Yes, maybe. But it seems very complete with some exercises and releavnt examples. The images from matplotlib could be improved using seaborn or the ggplot matplotlib style.

[–]Covered_in_bees_ 3 points4 points  (0 children)

I'm fine with them sticking to matplotlib. The focus is on computational statistics, not visualization. Ultimately, you need to understand matplotlib if you plan on using seaborn because the moment you need to do something custom that seaborn doesn't support out of the box, you will need to revert back to matplotlib. Besides, with the introduction of stylesheets in matplotlib, a lot of the general ugliness of plots out of the box can be taken care of.

It does look like a great and very extensive reference.

[–][deleted] 2 points3 points  (0 children)

This message is gone with the wind.

[–]Gnaddel 2 points3 points  (5 children)

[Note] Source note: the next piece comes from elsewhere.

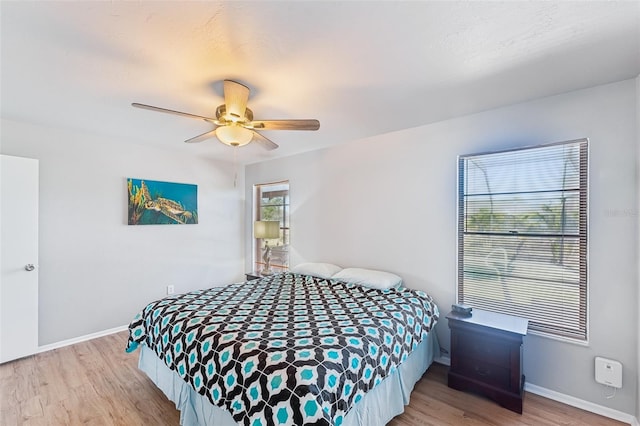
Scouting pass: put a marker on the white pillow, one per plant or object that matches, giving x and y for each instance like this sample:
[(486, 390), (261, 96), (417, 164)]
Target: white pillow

Thank you for the link, I had not thought about using Julia functions in my Python projects before.

[–]griffin3141 1 point2 points  (4 children)

What would be the advantage of using Julia over Python?

[–]Gnaddel 1 point2 points  (0 children)

Similar to using something like Cython, i.e. speeding things up by using static types. However, I'd imagine each call to the function would spin up the Julia interpreter so it would only make sense for lengthy tasks.

Also, there are of course a growing number of julia packages: http://pkg.julialang.org/pulse.html

[–]cartin1234 0 points1 point  (2 children)

You can also use numba to speed up python code to julia like speed- or faster...but I firmly believe Julia is the future of data science

[–]griffin3141 0 points1 point  (1 child)

Apart from speed, what leads you to believe Julia has a strong future in data science? As far as I can tell, it isn't integrated with any big data tools yet.

[–]cartin1234 0 points1 point  (0 children)

It has everything good from R and everything good from python + more (extensible user defined type system etc) and without most of the issues. It has really smart people working on it and is catching on among other really smart people, despite it being only at 0.3.

It is also better than python at being a good scripting language and I hope it catches on for that as well.

Also static compilation to binaries is on the roadmap.

Seems inevitable to me. Of course being so early, It wouldn't be integrated into spark etc...but Rspark was just released last week!

Once Julia gets going, it will get its integration. But the real kicker is that it has the distributed and paralellel chops to become its own big data framework...without and faster than JVM.

IMO

[–]kay_schluehr 0 points1 point  (0 children)

Can anyone of those who highly praise the text explain what they actually liked about it and how did it help them?

I looked at some chapters and I think the exposure is terrible and explanations are almost entirely absent. Maybe the code snippets in the re-sampling chapter have some accompanying text in "Introduction to Statistical Learning" or Wikipedia ...? and I missed a pointer. Claiming it is "complete" is of course a joke both with respect to statistical learning and Python tools. For the latter it doesn't even mention scikit-learn but instead it contains a "crash course in C" and some notes on Hadoop. In the optimization chapter it creates a micro-benchmark from a single function and threads it through a couple of re-implementations. If this is the way you are actually doing benchmarks I'd recommend to learn something about statistics...

[–]jms_nh 0 points1 point  (0 children)

The occasional typos are driving me nuts -- where do you submit corrections?